De test is van bijzonder klinisch belang in het geval van auto-immuun hemolytische anemie, waarbij de door het lichaam geproduceerde antilichamen van het immuunsysteem hemolyse van de erytrocyten veroorzaken en zo bloedarmoede veroorzaken. De directe Coombs-test is meestal positief voor dergelijke ziekten. Hierdoor kan de arts na een positieve test een relatief betrouwbare diagnose stellen aan de patiënt. De situatie is anders als de test negatief is. Een negatieve directe Coombs-test betekent niet noodzakelijk dat de ziekte is uitgesloten. Er is ook een Coombs-negatieve variant van auto-immuun hemolytische anemie. In dit geval moet een patiënt met een negatieve test verdere diagnostische procedures doorstaan.
In het geval van de beschreven ziekte behoren bijvoorbeeld de bepaling van auto-antilichamen of omgevingsdiagnostiek tot de verdere diagnostiek na een negatieve test.

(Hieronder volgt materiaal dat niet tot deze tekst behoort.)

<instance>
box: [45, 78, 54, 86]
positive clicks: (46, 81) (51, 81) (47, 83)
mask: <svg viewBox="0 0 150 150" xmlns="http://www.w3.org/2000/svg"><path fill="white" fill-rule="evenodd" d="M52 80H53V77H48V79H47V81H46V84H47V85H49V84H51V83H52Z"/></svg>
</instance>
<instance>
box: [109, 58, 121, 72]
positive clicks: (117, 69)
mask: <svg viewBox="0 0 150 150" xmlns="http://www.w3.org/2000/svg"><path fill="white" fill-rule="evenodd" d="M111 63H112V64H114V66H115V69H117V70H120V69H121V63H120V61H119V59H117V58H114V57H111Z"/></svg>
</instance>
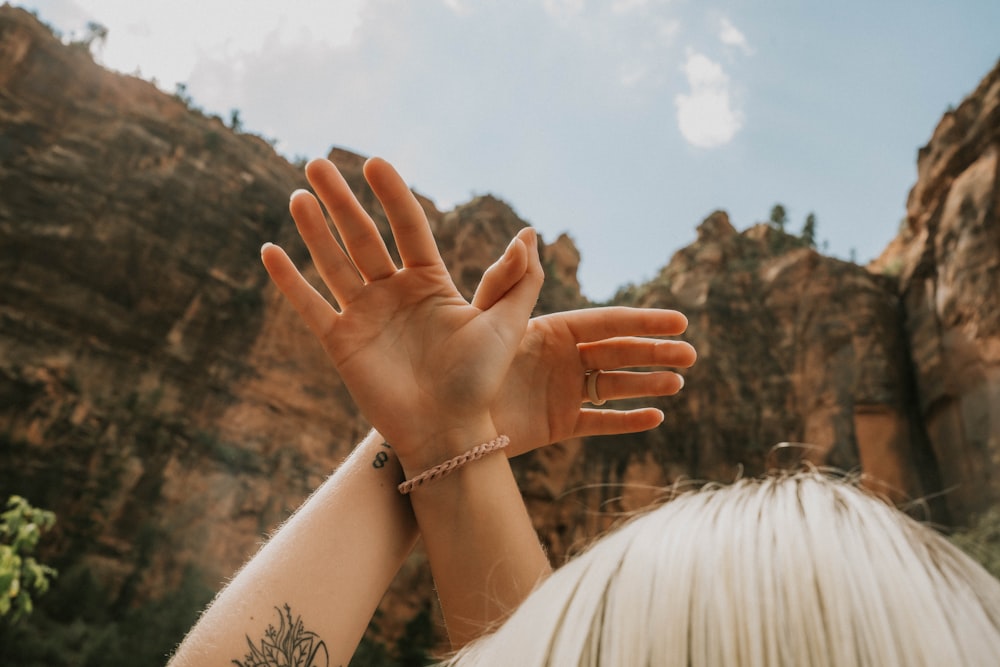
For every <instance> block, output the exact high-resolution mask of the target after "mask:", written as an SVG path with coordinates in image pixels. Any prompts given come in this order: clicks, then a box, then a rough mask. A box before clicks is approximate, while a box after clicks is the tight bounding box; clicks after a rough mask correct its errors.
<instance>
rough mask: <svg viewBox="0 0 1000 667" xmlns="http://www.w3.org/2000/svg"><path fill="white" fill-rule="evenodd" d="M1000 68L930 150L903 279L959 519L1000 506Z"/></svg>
mask: <svg viewBox="0 0 1000 667" xmlns="http://www.w3.org/2000/svg"><path fill="white" fill-rule="evenodd" d="M998 154H1000V64H998V66H997V67H995V68H994V69H993V71H992V72H990V74H989V75H988V76H987V77H986V78H985V79H983V81H982V82H981V83H980V85H979V87H978V88H977V89H976V91H975V92H973V93H972V94H971V95H970V96H969V97H968V98H967V99H966V100H965V101H963V102H962V103H961V104H960V105H959V106H958V108H957V109H955V110H954V111H949V112H948V113H947V114H945V116H944V118H942V119H941V122H940V123H939V124H938V126H937V128H936V129H935V130H934V134H933V136H932V137H931V140H930V142H929V143H928V144H927V145H926V146H925V147H924V148H922V149H921V150H920V154H919V156H918V160H917V183H916V185H915V186H914V187H913V189H912V190H911V192H910V197H909V200H908V202H907V215H906V221H905V226H904V229H903V230H902V231H901V234H900V236H899V238H897V239H896V240H895V241H894V242H893V243H892V245H891V246H890V247H889V248H888V249H887V250H886V252H885V253H884V254H883V255H882V257H880V258H879V259H878V260H877V262H876V263H875V268H876V269H880V270H885V271H890V272H892V273H896V274H898V276H899V293H900V302H901V309H902V315H903V322H904V327H905V331H906V336H907V339H908V341H909V345H910V349H911V350H912V365H913V373H914V375H915V379H916V390H917V397H918V401H919V414H920V417H921V419H922V421H923V422H924V424H925V425H926V429H927V432H928V434H929V437H930V442H931V444H932V446H933V450H934V453H935V456H936V458H937V460H938V462H939V466H940V475H941V481H942V485H943V486H942V488H944V489H947V493H946V495H945V496H944V498H945V501H946V502H947V503H948V504H949V506H950V507H951V508H952V510H953V512H954V514H955V516H957V517H966V516H968V515H969V514H974V513H978V512H982V511H984V510H985V509H986V508H988V507H990V506H992V505H996V504H997V502H998V501H1000V468H998V463H1000V162H998Z"/></svg>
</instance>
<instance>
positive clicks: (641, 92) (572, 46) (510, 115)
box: [13, 0, 1000, 300]
mask: <svg viewBox="0 0 1000 667" xmlns="http://www.w3.org/2000/svg"><path fill="white" fill-rule="evenodd" d="M13 4H18V5H20V6H24V7H26V8H29V9H34V10H37V12H38V14H39V15H40V17H41V18H42V19H43V20H45V21H47V22H48V23H50V24H52V25H54V26H55V27H56V28H57V29H59V30H60V31H62V32H63V33H64V34H67V35H70V34H73V33H77V34H79V33H81V32H82V31H83V29H84V26H85V25H86V22H87V21H88V20H96V21H98V22H100V23H102V24H103V25H105V26H106V27H107V28H108V29H109V33H108V38H107V41H106V42H105V43H104V44H103V45H101V46H100V47H99V49H98V59H99V60H100V61H101V62H103V63H104V64H106V65H107V66H109V67H111V68H113V69H118V70H121V71H124V72H128V73H136V72H138V73H141V75H142V76H144V77H146V78H155V79H156V81H157V82H158V83H159V85H160V86H161V87H162V88H164V89H165V90H167V91H168V92H173V91H174V88H175V85H176V83H177V82H183V83H185V84H186V85H187V88H188V92H189V93H190V94H191V95H192V96H193V98H194V101H195V103H196V104H197V105H198V106H201V107H202V108H204V109H205V110H206V111H208V112H212V113H219V114H220V115H223V116H224V117H228V115H229V111H230V110H231V109H233V108H237V109H239V110H240V113H241V117H242V119H243V122H244V126H245V127H246V128H247V129H248V130H251V131H255V132H259V133H261V134H263V135H265V136H268V137H272V138H275V139H277V140H278V142H279V143H278V148H279V150H280V151H281V152H282V153H284V154H285V155H287V156H289V157H295V156H304V157H315V156H320V155H325V154H326V153H327V151H328V150H329V148H330V147H331V146H334V145H336V146H342V147H345V148H348V149H351V150H355V151H357V152H359V153H362V154H365V155H381V156H383V157H386V158H387V159H389V160H391V161H393V162H394V163H396V165H397V166H398V167H399V169H400V171H401V172H402V173H403V175H404V177H406V178H407V180H408V181H409V182H410V183H411V184H412V185H413V186H414V187H415V189H417V190H418V191H420V192H421V193H422V194H424V195H426V196H428V197H430V198H431V199H433V200H434V201H435V202H437V204H438V206H439V207H440V208H442V209H447V208H450V207H451V206H453V205H455V204H458V203H461V202H464V201H466V200H468V199H469V198H470V197H472V196H474V195H476V194H482V193H487V192H488V193H492V194H495V195H497V196H499V197H501V198H502V199H504V200H505V201H507V202H508V203H509V204H511V205H512V206H513V207H514V209H515V210H516V211H517V212H518V213H519V214H520V215H521V216H522V217H523V218H525V219H526V220H528V221H529V222H530V223H532V224H533V225H535V226H536V227H537V228H538V229H539V231H540V232H541V233H542V235H543V237H544V238H546V239H547V240H554V239H555V237H556V236H557V235H558V234H559V233H561V232H567V233H569V234H570V236H572V237H573V239H574V240H575V241H576V243H577V245H578V247H579V248H580V251H581V254H582V263H581V267H580V279H581V283H582V286H583V291H584V293H585V294H586V295H587V296H589V297H591V298H593V299H598V300H600V299H606V298H608V297H610V296H611V295H612V294H613V293H614V291H615V289H616V288H617V287H619V286H621V285H623V284H625V283H627V282H641V281H644V280H648V279H649V278H652V277H653V276H655V275H656V273H657V271H658V270H659V269H660V268H661V267H662V266H664V265H665V264H666V263H667V262H668V261H669V260H670V257H671V256H672V254H673V253H674V251H676V250H677V249H679V248H681V247H683V246H685V245H687V244H689V243H691V242H692V241H693V240H694V239H695V227H696V225H697V224H698V223H699V222H700V221H701V220H702V219H703V218H704V217H705V216H706V215H708V214H709V213H710V212H711V211H713V210H715V209H720V208H721V209H724V210H726V211H728V212H729V214H730V217H731V219H732V221H733V224H734V225H735V226H736V227H737V228H738V229H743V228H746V227H748V226H750V225H751V224H753V223H755V222H758V221H761V220H764V219H766V218H767V217H768V214H769V212H770V209H771V206H772V205H773V204H774V203H776V202H781V203H782V204H784V205H785V207H786V209H787V210H788V213H789V218H790V229H791V230H792V231H797V230H798V229H799V227H800V226H801V224H802V221H803V219H804V218H805V216H806V215H807V214H808V213H809V212H815V214H816V216H817V219H818V237H819V239H820V240H821V242H822V241H826V242H827V244H828V246H827V247H828V252H829V254H832V255H835V256H839V257H842V258H848V257H850V256H851V255H852V253H853V254H854V255H855V256H856V257H857V259H858V260H859V261H861V262H865V261H867V260H869V259H871V258H873V257H875V256H877V255H878V254H879V253H880V252H881V250H882V249H883V248H884V247H885V245H886V244H887V243H888V242H889V240H890V239H891V238H892V237H893V236H894V235H895V233H896V230H897V228H898V225H899V222H900V220H901V219H902V217H903V216H904V214H905V201H906V196H907V193H908V192H909V189H910V187H911V186H912V185H913V182H914V180H915V178H916V156H917V150H918V149H919V147H920V146H922V145H924V144H925V143H926V142H927V140H928V139H929V138H930V136H931V133H932V131H933V129H934V127H935V125H936V124H937V122H938V120H939V119H940V117H941V115H942V114H943V113H944V112H945V110H946V109H947V108H948V107H949V106H957V105H958V104H959V103H960V102H961V100H962V99H963V98H964V97H965V96H966V95H967V94H969V93H970V92H971V91H972V90H973V89H974V88H975V87H976V85H977V84H978V82H979V81H980V79H981V78H982V77H983V76H985V75H986V73H987V72H988V71H989V70H990V69H991V68H992V67H993V66H994V64H995V63H996V62H997V59H998V58H1000V33H998V32H997V26H1000V2H997V1H996V0H988V1H987V0H982V1H972V0H956V1H953V2H943V1H942V2H926V1H921V0H915V1H911V2H902V1H895V0H892V1H886V2H879V1H874V0H842V1H841V2H837V3H832V2H792V1H777V0H774V1H771V0H758V1H757V2H746V1H743V2H739V1H731V2H695V1H694V0H605V1H604V2H597V1H594V0H506V1H504V0H480V1H475V0H424V1H421V0H417V1H406V0H326V1H319V0H285V1H284V2H274V1H273V0H243V1H241V2H218V1H215V0H198V1H195V0H170V1H166V0H147V1H146V2H134V1H133V0H42V1H36V2H23V3H17V2H15V3H13ZM262 240H263V239H262Z"/></svg>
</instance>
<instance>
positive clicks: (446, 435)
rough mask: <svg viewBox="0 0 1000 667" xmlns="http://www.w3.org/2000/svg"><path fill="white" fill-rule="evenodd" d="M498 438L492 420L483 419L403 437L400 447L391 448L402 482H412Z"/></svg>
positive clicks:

In verband met andere ziekten kan een negatieve Coombs-test zeker als uitsluiting worden aangemerkt. Onder bepaalde omstandigheden kan voor bepaalde vragen een positieve Coombs-test worden gevolgd door verdere onderzoeken, die een nauwkeurigere classificatie van het aanwezige fenomeen mogelijk maken of bovendien de positieve resultaten van de test bevestigen. Indicaties voor de Coombs-test zijn onder meer bloedgroepering, bloedtransfusies, kraamzorg of vermoedelijke Rh-incompatibiliteit.